現在でも横須賀基地に司令部をおく第七艦隊はマラッカ海峡をふくむ太平洋地域をカバーする前方展開戦略の要となっている。沖縄に司令部と主力部隊をおく海兵隊は、アジア地域の有事に展開することを任務としている。海兵隊が航空部隊をおく岩国基地にはステルス戦闘機が配備され、海軍空母艦載機50機の移転など嘉手納基地を上回る航空部隊の一大拠点となっている。佐世保基地は強襲揚陸艦の母港であり、それはアジア有事の際に沖縄海兵隊員最大1800人を乗せて上陸作戦を支援するのが任務だ。このように、在日米軍基地はアジア太平洋地域の米覇権を保証する前進基地、司令部、通信後方修理基地、訓練基地となっている世界最大の在外基地である。

そのような米軍基地が日本にとって必要なはずがない。とりわけ、今日、米韓軍事演習が中止され朝米関係が平和と友好になれば、日本の東北アジアの平和が保証され、いっそう在日米軍基地は不要になる。

だから日本への米軍駐留はアメリカの覇権のための駐留であり、そのためになぜ日本が負担しなければならないのか。

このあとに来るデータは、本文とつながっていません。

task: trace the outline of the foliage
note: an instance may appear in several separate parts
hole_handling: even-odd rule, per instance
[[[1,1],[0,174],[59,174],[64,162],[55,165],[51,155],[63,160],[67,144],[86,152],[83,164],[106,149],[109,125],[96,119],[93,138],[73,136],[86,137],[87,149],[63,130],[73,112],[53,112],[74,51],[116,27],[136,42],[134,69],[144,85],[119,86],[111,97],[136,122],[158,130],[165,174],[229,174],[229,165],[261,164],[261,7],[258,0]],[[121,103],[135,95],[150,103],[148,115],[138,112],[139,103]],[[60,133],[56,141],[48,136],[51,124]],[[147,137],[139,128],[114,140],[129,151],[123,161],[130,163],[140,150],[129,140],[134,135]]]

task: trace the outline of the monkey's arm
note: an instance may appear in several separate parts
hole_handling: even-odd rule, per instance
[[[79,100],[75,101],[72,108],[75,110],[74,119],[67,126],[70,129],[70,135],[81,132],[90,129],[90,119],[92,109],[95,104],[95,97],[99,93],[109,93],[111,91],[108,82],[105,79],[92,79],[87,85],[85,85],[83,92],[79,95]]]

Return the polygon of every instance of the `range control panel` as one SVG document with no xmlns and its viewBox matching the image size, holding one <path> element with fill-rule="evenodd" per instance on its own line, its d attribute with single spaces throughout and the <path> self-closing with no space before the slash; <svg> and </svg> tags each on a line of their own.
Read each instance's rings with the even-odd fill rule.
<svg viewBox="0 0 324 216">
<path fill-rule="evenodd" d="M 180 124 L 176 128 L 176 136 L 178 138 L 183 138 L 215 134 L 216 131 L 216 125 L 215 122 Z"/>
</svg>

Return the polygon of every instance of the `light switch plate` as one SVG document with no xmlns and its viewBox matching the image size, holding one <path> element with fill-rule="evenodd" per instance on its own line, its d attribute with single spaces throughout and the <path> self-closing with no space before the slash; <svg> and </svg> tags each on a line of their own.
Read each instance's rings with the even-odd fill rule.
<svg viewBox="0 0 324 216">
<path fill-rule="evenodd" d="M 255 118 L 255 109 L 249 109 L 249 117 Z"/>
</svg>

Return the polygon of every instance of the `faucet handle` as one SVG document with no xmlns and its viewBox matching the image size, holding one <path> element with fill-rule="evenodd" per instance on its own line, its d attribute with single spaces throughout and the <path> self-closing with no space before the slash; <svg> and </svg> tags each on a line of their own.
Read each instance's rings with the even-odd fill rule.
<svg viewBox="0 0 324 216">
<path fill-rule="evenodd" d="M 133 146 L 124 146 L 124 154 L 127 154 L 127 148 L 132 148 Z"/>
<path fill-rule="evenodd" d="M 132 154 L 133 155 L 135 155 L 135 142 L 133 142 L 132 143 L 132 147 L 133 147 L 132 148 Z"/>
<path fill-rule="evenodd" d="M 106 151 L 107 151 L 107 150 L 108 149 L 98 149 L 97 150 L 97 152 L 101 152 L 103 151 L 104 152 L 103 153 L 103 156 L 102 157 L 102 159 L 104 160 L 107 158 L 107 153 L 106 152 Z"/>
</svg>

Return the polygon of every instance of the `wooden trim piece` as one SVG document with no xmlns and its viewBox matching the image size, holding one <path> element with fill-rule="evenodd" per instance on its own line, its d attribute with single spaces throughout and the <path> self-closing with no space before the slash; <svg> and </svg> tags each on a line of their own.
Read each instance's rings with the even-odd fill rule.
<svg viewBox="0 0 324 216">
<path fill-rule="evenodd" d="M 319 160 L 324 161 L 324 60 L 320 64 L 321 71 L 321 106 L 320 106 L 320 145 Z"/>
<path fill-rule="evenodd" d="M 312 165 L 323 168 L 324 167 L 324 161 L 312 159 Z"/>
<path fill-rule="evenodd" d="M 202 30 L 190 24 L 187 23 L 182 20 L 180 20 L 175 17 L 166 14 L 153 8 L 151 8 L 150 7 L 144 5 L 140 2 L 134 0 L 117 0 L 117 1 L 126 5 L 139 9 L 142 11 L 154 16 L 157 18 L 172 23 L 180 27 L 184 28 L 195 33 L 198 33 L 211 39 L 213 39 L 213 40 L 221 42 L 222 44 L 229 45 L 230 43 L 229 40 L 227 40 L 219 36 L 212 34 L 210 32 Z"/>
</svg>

アメリカの横暴ともいうべきだろう。

トランプ政権の狙いは、戦後最大の軍事予算をたてて宇宙軍などに力をいれ、海外駐留費軽減と同盟軍自身による強化をつうじて、アメリカ第一の新たな覇権を構築するところにある。とくに、自衛隊にたいしては米軍との一体化をおしすすめている。

一方で、日本には米軍駐在を望んでいる人々がいる。それは、日本の支配層が日本の防衛のためにではなく、アメリカの覇権の陰で生きようとしていからではないだろうか。第二回米朝首脳会談で合意をみることができなかったことに一番、歓迎したのは、日本政府だった。安倍政権は、これまでどおりアメリカは朝鮮敵視をつづけ覇権をおこなってほしいからだ。

そんな安倍政権は喜んで米軍駐留費にのしをつけて差し出すだろう。国民の血税を米軍に献上することなどなんとも思っていない。絶対に許すことはできない。そのためにも、安保条約を検討し、日本の防衛自体を考えていくべきだと思う。